Le Plaza à China City, Los Angeles, 1940. Photo Mary Evans. Rue des Archives
Le Plaza à China City, Los Angeles, 1940. Photo Mary Evans. Rue des Archives

C’est la fin des années 30, nous sommes à Los Angeles. Mettons qu’il vous prenne l’envie de vous évader. Vous en avez assez de la vie moderne et trépidante, et voulez passer un peu de temps de loisir dans un endroit qui vous sorte du quotidien, vous amuse et vous fasse rêver. Bien sûr, il y a le cinéma. Bien sûr, il y a les piers des plages de Venice ou Santa Monica, où vous trouverez les mêmes manèges qu’à Coney Island (New York).

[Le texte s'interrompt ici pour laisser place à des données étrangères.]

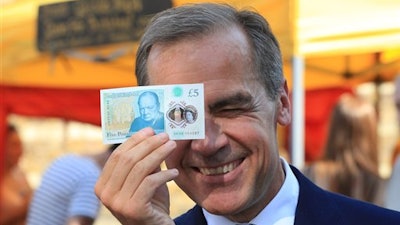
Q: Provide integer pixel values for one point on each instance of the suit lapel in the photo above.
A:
(314, 205)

En fait, vous voudriez un mélange des deux : un parc d’attractions qui vous raconte l’histoire d’un film, ou un film dans lequel vous pourriez vous promener. Eh bien, armez-vous de patience, car ce n’est pas avant 1955 qu’est inauguré Disneyland, ouvrant officiellement l’ère du mariage de l’industrie du cinéma avec celle des loisirs.

Sauf qu’entre 1938 et 1948, vous pouvez déjà aller visiter China City, située juste à la lisière du centre-ville de Los Angeles.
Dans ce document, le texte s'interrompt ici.